S3G3 TNBCer here:
ASK FOR EXTRA FLUIDS DURING CHEMO (Ok’d of course by your MO)
So, yesterday was infusion 3 of docetaxol, carboplatin, and infusion 2 of keytruda (juries out on wether or not keytruda is tryna kill me). Round 1 took out my liver.
Round two, MO skipped the keytruda, but I still begged for a bag of saline because I’d been having heart palpitations, muscle twitiches, and my urine had been dark regardless of being meticulous about hydration (Kidney function was stone cold normal on tests) but I managed to get an extra 500ml of NACL. If I could compare 1 and 2, it was night and day with how my body handled everything.
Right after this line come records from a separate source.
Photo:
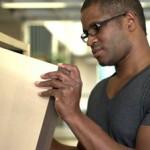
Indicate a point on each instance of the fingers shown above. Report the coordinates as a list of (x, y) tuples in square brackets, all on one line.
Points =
[(50, 83), (65, 73), (50, 92)]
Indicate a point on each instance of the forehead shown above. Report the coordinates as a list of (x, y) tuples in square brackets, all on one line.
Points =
[(91, 14)]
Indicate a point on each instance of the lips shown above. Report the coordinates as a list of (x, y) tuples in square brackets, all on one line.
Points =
[(97, 51)]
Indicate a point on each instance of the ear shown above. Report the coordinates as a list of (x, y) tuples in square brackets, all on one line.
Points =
[(131, 21)]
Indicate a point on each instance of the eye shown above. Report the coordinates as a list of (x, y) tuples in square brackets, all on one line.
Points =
[(97, 26)]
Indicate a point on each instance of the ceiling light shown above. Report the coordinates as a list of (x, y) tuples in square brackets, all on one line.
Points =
[(38, 5)]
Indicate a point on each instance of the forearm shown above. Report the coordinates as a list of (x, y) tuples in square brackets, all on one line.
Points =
[(91, 135)]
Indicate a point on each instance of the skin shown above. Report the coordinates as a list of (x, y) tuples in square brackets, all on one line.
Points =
[(124, 51)]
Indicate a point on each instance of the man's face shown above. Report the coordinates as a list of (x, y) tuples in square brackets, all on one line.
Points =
[(109, 45)]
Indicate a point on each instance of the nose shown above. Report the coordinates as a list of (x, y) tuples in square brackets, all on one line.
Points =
[(91, 40)]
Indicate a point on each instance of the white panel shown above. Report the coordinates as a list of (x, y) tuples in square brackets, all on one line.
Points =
[(22, 111)]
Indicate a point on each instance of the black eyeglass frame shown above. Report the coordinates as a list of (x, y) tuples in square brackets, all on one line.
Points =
[(96, 27)]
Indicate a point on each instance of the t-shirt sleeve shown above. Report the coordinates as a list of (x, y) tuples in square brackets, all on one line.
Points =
[(146, 103)]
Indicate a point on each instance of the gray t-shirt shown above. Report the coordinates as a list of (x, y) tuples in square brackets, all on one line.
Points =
[(121, 116)]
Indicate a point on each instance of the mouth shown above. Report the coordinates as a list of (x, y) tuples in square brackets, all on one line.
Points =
[(97, 51)]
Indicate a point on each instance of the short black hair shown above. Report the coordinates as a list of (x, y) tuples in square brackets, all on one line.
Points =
[(119, 6)]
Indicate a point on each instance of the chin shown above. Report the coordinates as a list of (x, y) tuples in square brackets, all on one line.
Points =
[(105, 63)]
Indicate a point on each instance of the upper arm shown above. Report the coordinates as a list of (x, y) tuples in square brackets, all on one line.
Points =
[(143, 138)]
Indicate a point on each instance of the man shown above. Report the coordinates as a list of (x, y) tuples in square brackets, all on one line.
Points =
[(118, 114)]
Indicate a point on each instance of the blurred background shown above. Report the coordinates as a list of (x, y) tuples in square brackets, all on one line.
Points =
[(53, 29)]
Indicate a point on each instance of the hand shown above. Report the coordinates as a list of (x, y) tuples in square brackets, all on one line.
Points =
[(65, 85)]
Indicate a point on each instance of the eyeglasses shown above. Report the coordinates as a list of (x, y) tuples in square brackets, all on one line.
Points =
[(95, 28)]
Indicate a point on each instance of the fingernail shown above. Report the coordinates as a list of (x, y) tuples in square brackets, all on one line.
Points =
[(37, 82)]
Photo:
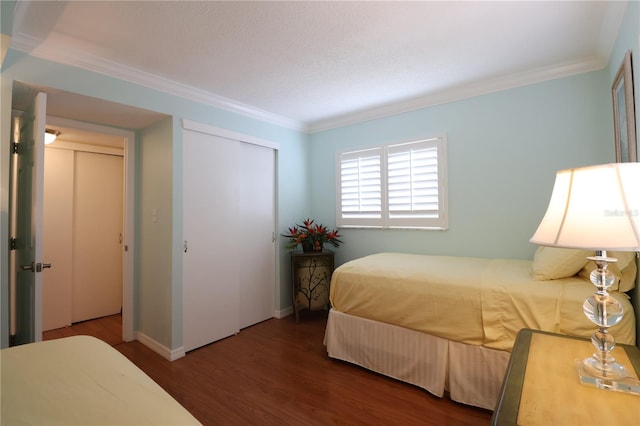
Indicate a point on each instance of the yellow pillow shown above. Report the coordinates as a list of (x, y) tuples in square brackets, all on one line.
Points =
[(551, 263), (624, 269)]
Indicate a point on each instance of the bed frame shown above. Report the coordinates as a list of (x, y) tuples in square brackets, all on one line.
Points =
[(471, 374)]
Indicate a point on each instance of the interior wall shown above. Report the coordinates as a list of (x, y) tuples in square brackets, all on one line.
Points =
[(5, 149), (292, 186), (154, 226), (503, 152)]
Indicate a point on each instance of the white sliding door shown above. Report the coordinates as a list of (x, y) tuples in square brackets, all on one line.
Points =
[(210, 266), (228, 225), (256, 215)]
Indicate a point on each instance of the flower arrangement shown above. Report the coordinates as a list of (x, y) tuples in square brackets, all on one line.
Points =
[(311, 236)]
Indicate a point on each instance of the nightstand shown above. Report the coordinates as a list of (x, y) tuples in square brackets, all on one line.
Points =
[(541, 385), (311, 280)]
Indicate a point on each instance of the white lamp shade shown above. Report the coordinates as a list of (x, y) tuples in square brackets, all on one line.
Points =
[(595, 207)]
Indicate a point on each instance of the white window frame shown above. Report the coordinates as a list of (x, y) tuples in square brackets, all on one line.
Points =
[(370, 209)]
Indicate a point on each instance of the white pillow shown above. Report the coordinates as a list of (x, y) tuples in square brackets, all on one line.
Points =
[(552, 263)]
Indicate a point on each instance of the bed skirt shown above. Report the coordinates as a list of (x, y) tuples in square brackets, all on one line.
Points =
[(471, 374)]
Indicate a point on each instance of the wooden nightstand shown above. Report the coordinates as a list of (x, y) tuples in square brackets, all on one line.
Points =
[(541, 385), (311, 280)]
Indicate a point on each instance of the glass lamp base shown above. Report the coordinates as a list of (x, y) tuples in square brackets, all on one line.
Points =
[(617, 377)]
I felt 1000% better with no keytruda and the 500ml extra hydration. No sore throat/mouth, no fevers, exhaustion cut by 50%. My taste buds were normal!!!!! No bloody noses. It was wild the difference I felt but chalked it up to skipping the keytruda.
Third time (yesterday), we restarted the keytruda but dropped the DC 20% and I asked for a full 1000ml bag.
Woke up today and I feel GREAT (well, still pukey and physically exhausted but salt water isn’t gonna fix that). Made my ER doc husband do some doctor research on it- turns out that it’s being used more and more as an adjuct during chemo and it doesn’t flush out the chemo (which I mused about before bed last night). Studies are showing it actually acts to protect many organs from the toxic effects of chemo across MANY different cancers (though it’s contraindicated with a few specific drugs- none that I’ve come across in my research into Breast Cancer).
I’m not talking about IV vitamin bags or the stuff you get at those IV med spa clinics- I’m talking about plain old fashioned saline water NaCl.
Here’s one link of many that shows how it protects the kidneys for those of us on the car-platin drugs. I hope this helps! https://pmc.ncbi.nlm.nih.gov/articles/PMC10836314/#:\~:text=Prehydration%20was%20defined%20as%20hydration,NaCl%200.45%25%20as%20hydration%20fluid.&text=The%20European%20Society%20of%20Clinical,about%20the%20optimal%20hydration%20scheme.&text=A%20hydration%20scheme%20should%20consist,is%20shown%20in%20Table%201.